Епитрахиль он не надел. Я сказала несколько слов и потом начала задыхаться.
— Вот ведь, что с вами, — участливо сказал он.
— Нет, батюшка, я здорова. Это так.
— Вы–то здоровая? — с грустью добавил. — Слабенькая. Смотрите, берегите себя. Смотрите. Ведь у вас то же, что и у меня.
— Нет, батюшка, не то же. Это пустяк, — горячо запротестовала я. Я не поняла, что батюшка говорил мне о будущем моем нездоровье. От его слов мне стало легче, и я выпалила:
— Батюшка, простите. Ради Христа простите. Я не могу сказать этого о. Константину. Делайте со мной, что хотите. Я не знаю, что будет с ним, если он это узнает. Батюшка, родной, больше никогда не буду. Что хотите делайте со мной, только отпустите мне его (грех). Вы–то простите. Не может быть, чтобы вы не простили.
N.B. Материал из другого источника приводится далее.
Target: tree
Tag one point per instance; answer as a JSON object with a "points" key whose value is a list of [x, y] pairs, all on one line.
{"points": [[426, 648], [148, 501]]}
Наказывайте, как хотите, помилования не прошу, только простите, — с отчаяньем молила я, валяясь у него в ногах.
— В чем дело? — просто спросил он.
— Батюшка милый, батюшка дорогой, простите, больше никогда не буду. Я… я… муч… била себя. Мне надоело, что молитва не выходит.
— Расскажите все, как было, — как–то особенно спокойно сказал он.
Я все подробно рассказала и добавила с упрямством:
— Что же еще теперь делать? Остается ножом себе раны наносить, а тогда будет кровь. Увидят. Нельзя. Батюшка, что же мне делать? У меня ничего не выходит, — с отчаяньем простонала я и пала ниц.
Он поднял меня за воротник и с каким–то особенным спокойствием сказал:
— Ничего удивительного в этом нет. Не вы первая говорите мне это. Со многими такое случается и многие с этим приходят ко мне. Люди, которые сами хотят научиться молитве, часто кончают этим. Я обыкновенно в таких случаях отменяю все молитвы и начинаю учить сначала. У меня был один, с которым мы начали со Святый Боже. До того дошел, что только одно это мог говорить.
А то был у нас псаломщик, который, читая «Отче наш», взял у женщины просфору, чтобы отнести ее в алтарь, а так как она чем–то помешала ему, подумал на нее, что она послана лукавым. И с тех пор он не мог говорить «Отче наш» наизусть. Бывало начнет «Отче наш» и сейчас же скажет: «от лукавого». Как мучился, бедный, и я–то с ним как бился! Вот, что бывало.
Батюшка улыбнулся. Я от всех его слов успокоилась и тоже улыбнулась.
— Я вас буду сам учить молитве, — сказал он, помолчав и пристально глядя на меня, добавил: — Одолеем, ничего. Вместе как–нибудь.
Вдруг его лицо сделалось строгим и даже суровым.
— О. Константину, конечно, и думать нельзя говорить это. Не потому, что рассердится — нет. Такого наказания нет, которое вы бы не заслужили, а потому, что он расстроится. Он еще такого не знает, не привык к этому. Он об таком никогда не слыхал. Что будет с ним, когда узнает? Беречь его нужно, от всего такого беречь.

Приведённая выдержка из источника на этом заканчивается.